The researchers recruited around 150 male and female 14-year-olds to take part in the study. On average, the group played about 12 hours of video games per week, although that figure varied between individuals. The team found that those teens who invested the most time in their games also had thicker cortical matter in two areas of their brain. Here's Forbes on what those findings imply: 

The prefrontal cortex is often referred to as our brain’s command and control center. It’s where higher order thinking takes place, like decision-making and self-control.  Previous research has shown that the DLPFC plays a big part in how we process complex decisions, particularly those that involve weighing options that include achieving short-term objectives with long-term implications. It’s also where we make use of our brain’s working memory resources – the information we keep “top of mind” for quick access when making a decision.

The FEF is a brain area central to how we process visual-motor information and make judgments about how to handle external stimuli. It’s also important in decision-making because it allows us to efficiently figure out what sort of reaction best suits what’s happening around us. The term “hand-eye coordination” is part of this process.

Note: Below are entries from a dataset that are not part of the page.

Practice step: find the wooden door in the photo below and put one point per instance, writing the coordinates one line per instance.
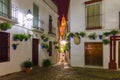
(119, 55)
(35, 51)
(94, 54)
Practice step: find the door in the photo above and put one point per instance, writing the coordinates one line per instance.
(94, 54)
(35, 51)
(119, 55)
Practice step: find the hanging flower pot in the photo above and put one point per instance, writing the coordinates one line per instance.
(92, 36)
(106, 33)
(44, 38)
(14, 46)
(114, 32)
(100, 36)
(5, 25)
(76, 40)
(82, 34)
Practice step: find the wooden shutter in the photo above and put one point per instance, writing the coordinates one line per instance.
(35, 15)
(4, 46)
(94, 54)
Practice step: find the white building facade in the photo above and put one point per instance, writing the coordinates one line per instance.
(20, 25)
(93, 53)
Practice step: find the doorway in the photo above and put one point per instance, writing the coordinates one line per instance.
(119, 55)
(35, 49)
(94, 53)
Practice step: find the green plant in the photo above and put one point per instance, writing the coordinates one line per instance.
(114, 32)
(27, 37)
(5, 26)
(82, 34)
(15, 44)
(44, 46)
(92, 35)
(106, 41)
(21, 37)
(46, 63)
(55, 42)
(106, 33)
(70, 35)
(28, 64)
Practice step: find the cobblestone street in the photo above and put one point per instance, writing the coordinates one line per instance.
(61, 73)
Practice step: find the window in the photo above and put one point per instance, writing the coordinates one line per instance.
(4, 46)
(94, 53)
(5, 8)
(50, 49)
(35, 16)
(93, 14)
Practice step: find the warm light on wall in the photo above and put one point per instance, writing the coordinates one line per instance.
(62, 26)
(63, 42)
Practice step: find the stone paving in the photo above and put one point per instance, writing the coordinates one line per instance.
(61, 73)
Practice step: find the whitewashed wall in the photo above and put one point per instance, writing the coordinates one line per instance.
(110, 20)
(24, 49)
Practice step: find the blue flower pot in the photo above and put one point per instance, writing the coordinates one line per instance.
(14, 47)
(100, 36)
(15, 39)
(26, 39)
(93, 38)
(69, 38)
(42, 47)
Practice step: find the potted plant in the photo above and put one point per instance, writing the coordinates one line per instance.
(16, 37)
(106, 33)
(70, 35)
(106, 41)
(92, 35)
(15, 46)
(28, 65)
(82, 34)
(5, 25)
(46, 63)
(44, 37)
(55, 42)
(114, 32)
(100, 36)
(44, 46)
(27, 37)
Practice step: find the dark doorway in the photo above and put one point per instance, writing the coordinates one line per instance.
(119, 55)
(94, 54)
(35, 51)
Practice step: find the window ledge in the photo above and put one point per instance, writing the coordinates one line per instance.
(37, 30)
(93, 28)
(8, 20)
(52, 34)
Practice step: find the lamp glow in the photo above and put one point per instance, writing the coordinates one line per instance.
(29, 15)
(63, 42)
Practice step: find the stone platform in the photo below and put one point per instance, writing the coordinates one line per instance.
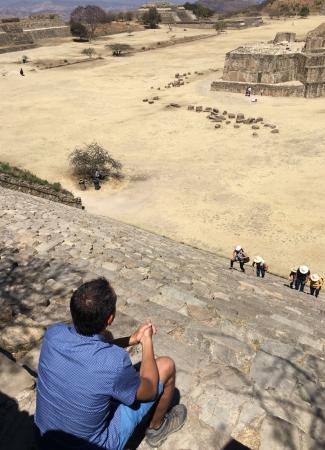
(290, 89)
(249, 352)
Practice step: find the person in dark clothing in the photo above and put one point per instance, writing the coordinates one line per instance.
(261, 267)
(292, 277)
(302, 277)
(239, 256)
(315, 284)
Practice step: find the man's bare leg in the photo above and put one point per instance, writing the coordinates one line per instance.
(167, 376)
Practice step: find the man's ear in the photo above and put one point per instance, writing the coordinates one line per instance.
(110, 319)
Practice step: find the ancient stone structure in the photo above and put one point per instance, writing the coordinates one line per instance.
(20, 34)
(249, 352)
(284, 37)
(44, 191)
(169, 13)
(283, 67)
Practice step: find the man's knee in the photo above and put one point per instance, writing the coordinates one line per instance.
(166, 368)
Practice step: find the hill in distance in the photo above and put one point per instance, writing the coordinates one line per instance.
(63, 7)
(288, 7)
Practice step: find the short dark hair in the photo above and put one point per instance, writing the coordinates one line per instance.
(91, 304)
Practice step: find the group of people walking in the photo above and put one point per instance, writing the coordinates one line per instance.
(299, 277)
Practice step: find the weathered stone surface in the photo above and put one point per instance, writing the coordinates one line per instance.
(13, 378)
(249, 353)
(22, 334)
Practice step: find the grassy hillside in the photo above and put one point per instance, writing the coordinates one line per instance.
(25, 175)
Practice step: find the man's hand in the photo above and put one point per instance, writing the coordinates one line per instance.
(147, 329)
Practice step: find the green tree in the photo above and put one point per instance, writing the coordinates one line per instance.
(89, 158)
(220, 25)
(151, 18)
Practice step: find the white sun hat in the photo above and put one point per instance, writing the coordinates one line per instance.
(258, 260)
(303, 269)
(315, 277)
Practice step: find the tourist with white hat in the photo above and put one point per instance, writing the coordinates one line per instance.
(261, 266)
(239, 256)
(292, 276)
(302, 277)
(315, 284)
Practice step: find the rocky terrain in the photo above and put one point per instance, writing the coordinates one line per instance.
(249, 352)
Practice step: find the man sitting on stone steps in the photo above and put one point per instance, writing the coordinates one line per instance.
(89, 396)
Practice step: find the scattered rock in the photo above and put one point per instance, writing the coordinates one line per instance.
(6, 312)
(13, 378)
(21, 335)
(30, 360)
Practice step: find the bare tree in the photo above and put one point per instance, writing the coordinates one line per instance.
(91, 16)
(86, 160)
(89, 52)
(118, 49)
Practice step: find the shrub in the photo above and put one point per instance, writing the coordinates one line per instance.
(151, 18)
(119, 48)
(91, 157)
(220, 25)
(304, 11)
(26, 175)
(89, 52)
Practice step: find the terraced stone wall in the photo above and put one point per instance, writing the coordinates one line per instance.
(43, 191)
(260, 68)
(49, 33)
(259, 88)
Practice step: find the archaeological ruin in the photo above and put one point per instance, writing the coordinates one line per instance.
(24, 33)
(283, 67)
(169, 13)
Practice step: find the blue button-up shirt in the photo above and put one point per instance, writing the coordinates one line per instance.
(81, 382)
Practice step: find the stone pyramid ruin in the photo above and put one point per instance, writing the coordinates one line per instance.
(249, 352)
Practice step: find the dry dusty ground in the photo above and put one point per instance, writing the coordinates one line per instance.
(211, 188)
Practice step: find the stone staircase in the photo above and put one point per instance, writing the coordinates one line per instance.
(249, 352)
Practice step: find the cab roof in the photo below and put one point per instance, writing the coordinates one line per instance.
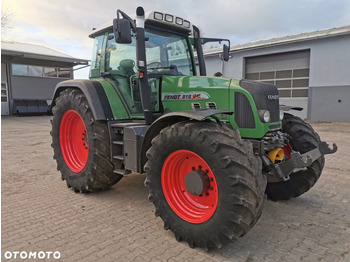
(154, 18)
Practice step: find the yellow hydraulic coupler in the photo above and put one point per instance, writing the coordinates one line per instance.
(276, 154)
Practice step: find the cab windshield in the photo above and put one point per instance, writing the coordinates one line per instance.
(166, 53)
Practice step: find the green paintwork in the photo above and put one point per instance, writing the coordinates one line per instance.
(180, 92)
(221, 91)
(260, 128)
(217, 89)
(118, 109)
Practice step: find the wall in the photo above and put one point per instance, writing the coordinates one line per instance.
(329, 79)
(23, 87)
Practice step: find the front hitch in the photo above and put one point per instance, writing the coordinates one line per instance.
(280, 171)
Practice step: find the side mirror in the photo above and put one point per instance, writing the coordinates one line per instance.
(226, 53)
(122, 31)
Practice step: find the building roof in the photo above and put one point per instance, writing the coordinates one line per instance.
(338, 31)
(38, 52)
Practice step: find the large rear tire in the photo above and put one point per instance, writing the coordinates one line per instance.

If these two areas are more well-developed, then it might mean a person does better at multi-tasking and making decisions. 

While these findings are still in the realm of correlation rather than causation, the authors point out that there is a strong likelihood that "gaming is sort of like weight lifting for the brain," Forbes writes. And as Wired UK points out, other studies have found that people who play video games tend to be better at responding to sensory stimuli than those who do not, and that novice players who spend about 50 hours devoted to an action game (not in one sitting) can quickly develop these real-world skills. 

The authors also think their research might help explain other recent studies have "associated frequent video game playing with improvements in cognitive functions." But they admit that more studies are needed to make a completely convincing case that video games really are harmless—and even cognitively productive—sources of entertainment.